#### Summarizing with Basic Prompt  
This is only used for small text as it's not scalable to used it for documents with large token

In [1]:
import os
from dotenv import load_dotenv, find_dotenv

load_dotenv(find_dotenv(), override=True)

True

In [2]:
from langchain_openai import ChatOpenAI
from langchain.schema import(
    HumanMessage,
    SystemMessage
)



In [3]:
text = '''
Oversharing can be obnoxious—but worse than that, oversharing with data is expensive. It takes time to respond to a request, and even more time to filter data down to just the pieces the request asked for.

Unintuitive or not, this is how a lot of data exchange over the internet works. Information about a thing is stored in a location that we can access using a specific link. We can send it a request asking for a single detail, but often it responds with way more information than we want.

GraphQL lets us approach requests for data in a more natural way. When we have an understanding of what kinds of data are available to us, we can build a document called a schema.

The schema acts as a kind of blueprint for our requests. If you imagine a whole buffet table of data, the schema is like the menu distilling down exactly what each item is, and what you can expect when you ask for it. We consult the schema when building requests because it gives us all the pieces we need to build reusable, recombinable, and (most importantly!) precise requests. And the types and fields we put into our schema make it all possibl
'''

messages = [
    SystemMessage(content='You are an expert copy writer with expertize in summarizing document'),
    HumanMessage(content=f'Please provide a short ans concise summary of the following text:\n TEXT: {text}')
]

llm = ChatOpenAI(model='gpt-3.5-turbo', temperature=0)




In [4]:
llm.get_num_tokens(text)

242

In [5]:
summary_ouput = llm(messages)

In [6]:
print(summary_ouput.content)

Summary:
Oversharing data can be costly and time-consuming. Traditional data exchange methods often provide more information than needed. GraphQL offers a more efficient approach by allowing users to create a schema that acts as a blueprint for precise data requests, leading to reusable and accurate queries.
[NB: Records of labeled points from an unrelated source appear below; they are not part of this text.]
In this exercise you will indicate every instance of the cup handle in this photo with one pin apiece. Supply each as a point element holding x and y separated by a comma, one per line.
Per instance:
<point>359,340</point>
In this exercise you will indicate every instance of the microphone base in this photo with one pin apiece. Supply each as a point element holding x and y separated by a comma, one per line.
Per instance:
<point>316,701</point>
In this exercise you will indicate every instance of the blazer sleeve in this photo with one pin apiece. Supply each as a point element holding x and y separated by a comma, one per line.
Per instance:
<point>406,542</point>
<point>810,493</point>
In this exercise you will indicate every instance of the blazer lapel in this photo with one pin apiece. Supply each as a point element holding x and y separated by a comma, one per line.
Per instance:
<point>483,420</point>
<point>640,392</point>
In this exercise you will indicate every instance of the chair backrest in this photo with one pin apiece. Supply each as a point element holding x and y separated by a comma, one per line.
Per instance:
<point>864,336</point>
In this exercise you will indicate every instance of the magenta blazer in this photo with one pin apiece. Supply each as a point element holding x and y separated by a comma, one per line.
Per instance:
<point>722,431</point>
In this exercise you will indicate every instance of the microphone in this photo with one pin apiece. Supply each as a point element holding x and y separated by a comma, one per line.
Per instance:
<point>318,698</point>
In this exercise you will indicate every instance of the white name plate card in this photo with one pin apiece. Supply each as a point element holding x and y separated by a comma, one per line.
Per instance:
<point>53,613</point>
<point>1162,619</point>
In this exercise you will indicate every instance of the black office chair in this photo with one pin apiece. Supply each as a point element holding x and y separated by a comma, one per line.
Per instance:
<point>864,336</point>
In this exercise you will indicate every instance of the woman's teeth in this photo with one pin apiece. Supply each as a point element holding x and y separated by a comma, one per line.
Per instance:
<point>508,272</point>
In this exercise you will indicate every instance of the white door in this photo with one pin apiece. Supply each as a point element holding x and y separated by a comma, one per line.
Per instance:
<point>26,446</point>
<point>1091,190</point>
#### Summarizing Using Prompt Templates   

This is to be used in a scenario where the text and it summary total length is lower than the model's maximum allowed tokens

In [7]:
from langchain import PromptTemplate
from langchain.chains  import LLMChain

In [8]:
template = """
Write a concise and short summary of the following text:
TEXT: \n {text}
Translate the summary to {language}
"""

prompt = PromptTemplate(
    input_variables=['text', 'language'],
    template=template
)

In [10]:
llm.get_num_tokens(prompt.format(text=text, language='Yoruba'))

264

In [13]:
chain = LLMChain(
    llm=llm, prompt=prompt
)

summary = chain.invoke({'text':text, 'language': 'English'})

In [14]:
print(summary)

{'text': 'The text discusses how oversharing data can be costly and time-consuming, and introduces GraphQL as a more efficient way to request and retrieve specific data over the internet. By creating a schema that acts as a blueprint for data requests, users can make precise and reusable requests, avoiding unnecessary information overload.', 'language': 'English'}


#### Summarizing using StuffDocumentChain  
- Pros
  - Make a single call to the llm
  - When generating text the llm has access to all of the data at once
- Cons
  -  LLMs has threshold for content length and for large document it will result in prompt that is larger than the content length, therefore down side it only works for smaller document

In [3]:
from langchain import PromptTemplate
from langchain_openai import ChatOpenAI
from  langchain.chains.summarize import load_summarize_chain
from langchain.docstore.document import Document

In [4]:
with open('../files/sj.txt') as f:
    text = f.read()
    
# text

In [5]:
docs = [Document(page_content=text)]
llm = ChatOpenAI(model='gpt-3.5-turbo', temperature=0)

In [6]:
template = """
Write a concise and short summary of the following text:
TEXT: \n {text}
"""

prompt = PromptTemplate(
    input_variables=['text'],
    template=template
)

In [15]:
chain = load_summarize_chain(
    llm=llm,
    chain_type='stuff',
    prompt=prompt,
    verbose=False
)

summary = chain.invoke(docs)

In [16]:
print(summary['output_text'])

The speaker, who never graduated from college, shares three stories from his life at a university commencement. He talks about dropping out of college, being fired from the company he co-founded, and facing a life-threatening illness. Through these experiences, he emphasizes the importance of following one's passion, trusting in one's intuition, and living each day as if it were the last. He encourages the graduates to stay hungry and stay foolish as they embark on their own journeys.